Cela vous soulageait, il y avait des gens pour vous, des anges qui vous protégeaient, des anges qui par simplement quelque mots vous consolaient,
Juste parce qu’ils venaient de ces deux esprits que vous aimiez.

Votre vie, même s’ils ne le savaient pas, leur était consacré ;
Chaque jour le but de votre existence était de vous battre pour leur bonheur,
Chaque instant vous leur dédiez une petite pensée, une légère vapeur,
Chaque seconde vous saviez que vous pouviez compter sur ces anges, car eux vous connaissent vraiment et semblait-il, jamais ne vous trahiraient, vous leur étiez sacré.

Vous étiez souvent mélancolique, mais au fond de vous il y avait de la joie ;
Celle de savoir que vous n’étiez pas seul, qu’en quelques mouvements, juste un envoi,
Vous pouviez prendre contact avec le royaume de vos anges, logé dans le firmament,
Et vous enfuir de celui de la solitude et de l’isolement.

Pui vint un jour où ils vous forcent à vous réveiller,
Ils vous brisent votre illusion de sécurité,
Vous êtes forcé à vous expulsé vous-même du royaume des cieux, de votre propre paradis ;
Vous vous suicidé pour éviter de trop souffrir de leur compagnie.

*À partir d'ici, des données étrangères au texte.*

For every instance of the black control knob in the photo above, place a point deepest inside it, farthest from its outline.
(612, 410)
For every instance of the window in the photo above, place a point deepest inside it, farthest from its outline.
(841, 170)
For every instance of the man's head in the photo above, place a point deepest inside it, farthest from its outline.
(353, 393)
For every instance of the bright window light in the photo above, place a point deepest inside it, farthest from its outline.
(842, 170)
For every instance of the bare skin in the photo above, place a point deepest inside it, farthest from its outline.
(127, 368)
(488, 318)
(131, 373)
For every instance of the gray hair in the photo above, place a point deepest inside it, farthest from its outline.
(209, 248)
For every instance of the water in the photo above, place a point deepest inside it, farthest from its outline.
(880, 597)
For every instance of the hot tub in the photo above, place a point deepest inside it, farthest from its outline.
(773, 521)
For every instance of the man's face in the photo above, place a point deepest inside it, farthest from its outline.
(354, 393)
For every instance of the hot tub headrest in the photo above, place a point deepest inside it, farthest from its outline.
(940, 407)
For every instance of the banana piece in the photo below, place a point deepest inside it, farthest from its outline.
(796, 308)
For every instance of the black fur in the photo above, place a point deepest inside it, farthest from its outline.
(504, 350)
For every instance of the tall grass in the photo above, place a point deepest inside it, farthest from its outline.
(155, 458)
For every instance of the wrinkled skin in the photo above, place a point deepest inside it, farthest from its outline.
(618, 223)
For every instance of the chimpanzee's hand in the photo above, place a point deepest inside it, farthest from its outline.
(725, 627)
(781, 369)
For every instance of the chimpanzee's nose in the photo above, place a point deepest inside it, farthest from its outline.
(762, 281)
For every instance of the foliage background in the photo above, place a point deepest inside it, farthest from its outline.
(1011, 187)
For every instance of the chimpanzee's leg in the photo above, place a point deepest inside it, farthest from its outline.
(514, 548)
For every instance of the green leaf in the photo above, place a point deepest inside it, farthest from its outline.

Ceux-là que vous preniez pour vos amis, pour vos alliés contre la vie ;
Vous ont trahi, et dans votre dos.
C’est vous-même qui les avaient démasqué, ils n’avaient pas le courage de vous avouer leur duperie,
Ils vous ont menti, et vous ont saigné et anéanti votre cœur jusqu’à son ultime chaos.

Vous avez tenté de leur pardonner, car ils s’en voulaient,
Vous avez été gentil avec vos assassins ; comme ils vous l’avaient demandé, vous leur parliez.
Favorisant toujours les autres avant vous-même, humaniste, vous vous êtes sacrifié pour eux,
Mais rien n’y fait, votre sanglante blessure est là, tout vous est douloureux.

Alors, vous décidez de vous enfuir, de disparaître, de vous envoler ;
Mais lors de votre envolée vers cette autre vie, une partie de vous manque à l’appel,
Tous vos tourments vous ont dénaturé, partir sans vos amis ne vous ressemblent pas non plus ; dans cet état vos ailes
Ne savent partir à jamais, et décoller.

Vous souffrez en la présence de vos anges, mais vous n’êtes rien sans eux, juste l’ombre de vous-même,
Voici un atroce choix qui vous dévore l’âme, voilà un cruel dilemme.

Pour sortir un mot, vous devez vous l’arracher du cœur.
Pour exprimer le chant de vos sentiments, vous devez tout d’abord, terrasser la force paralysante de votre malheur,
Puis oublier que depuis lors, vous n’avez plus aucune confiance en n’importe qui,
Car ceux en qui vous en aviez le plus, vous ont trahi, vous ont menti. »

« Imaginez, et peut être que vous comprendrez ma douleur,
Et me sauverez de mon malheur.

Maintenant je suis seul, je n’ai plus cette joie qui montait en moi lorsque mes pensées voguées dans l’océan de mes souvenirs.
Ma nostalgie n’a d’égale que la souffrance que je ressens par cette douloureuse contrainte qu’est de m’isoler du royaume de mes deux amis.
Mon bonheur n’y est plus le bienvenue, c’est ailleurs que se voile mon avenir.
Désormais, rêver m’est impossible, je ne crois plus aux espoirs, je ne crois plus en la vie. »

Voilà les tristes mots d’un garçon abandonné ;
À ses oreilles, le clairon du désespoir n’a de cesse de sonner.
Son âme accuse, son esprit dénonce ; et son cœur demande pardon et indulgence
Même s’il a conscience que pour un poignardé, sa gentillesse n’est qu’une niaise clémence.